Skip to content

Reading Data

DataChain reads data from many sources and formats through a family of read_* entry points. Each returns a lazy chain: nothing executes until a terminal operation triggers it.

Storage Files

read_storage() connects to any supported storage provider and returns a chain of File objects. It is the primary entry point for unstructured data: images, video, audio, PDFs, text. Always include a trailing slash in bucket and prefix URIs.

import datachain as dc

images = dc.read_storage("s3://bucket/images/**/*.jpg", type="image")
videos = dc.read_storage("gs://bucket/clips/", type="video")
all_files = dc.read_storage("az://container/data/")

The type= parameter selects the right File subclass (ImageFile, VideoFile, AudioFile, TextFile). Without it, files are plain File objects with binary access.

For public buckets, pass anon=True explicitly:

chain = dc.read_storage("gs://datachain-demo/dogs-and-cats/", anon=True)

Structured Formats

DataChain reads CSV, JSON, and Parquet directly from storage. These entry points parse the format and produce chains with typed columns.

import datachain as dc

# CSV -- auto-detects delimiter, headers, column types
labels = dc.read_csv("s3://bucket/labels.csv")
labels = dc.read_csv("s3://bucket/csvs/", delimiter=";")

# JSON and JSONL -- with optional JMESPath for nested structures
meta = dc.read_json("gs://bucket/annotations.json", jmespath="images")
captions = dc.read_json("gs://bucket/coco.json", jmespath="annotations")

# Parquet -- supports glob patterns and Hive partitioning
data = dc.read_parquet("s3://bucket/data/*.parquet")
data = dc.read_parquet("s3://bucket/202{1..4}/{yellow,green}-{01..12}.parquet")

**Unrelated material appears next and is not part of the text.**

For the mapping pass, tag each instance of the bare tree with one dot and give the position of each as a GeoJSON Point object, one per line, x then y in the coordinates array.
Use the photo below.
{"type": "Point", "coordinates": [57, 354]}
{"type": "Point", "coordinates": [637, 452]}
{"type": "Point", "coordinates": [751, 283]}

JMESPath is powerful for real-world JSON formats like COCO, where images, annotations, and categories live under different top-level keys. Each read_json() call with a different jmespath extracts one array, and you merge them together on shared IDs.

For complex JSON, auto-generate a Pydantic model from a sample file:

from datachain.lib.meta_formats import gen_datamodel_code

code = gen_datamodel_code("s3://bucket/data.json", jmespath="images")

SQL Databases

read_database() connects to any SQLAlchemy-compatible database:

import datachain as dc

# Basic query
records = dc.read_database("SELECT * FROM experiments", "sqlite:///local.db")

# Parameterized query -- prevents SQL injection
chain = dc.read_database(
    "SELECT * FROM products WHERE category = :cat",
    "postgresql://host/db",
    params={"cat": "electronics"},
)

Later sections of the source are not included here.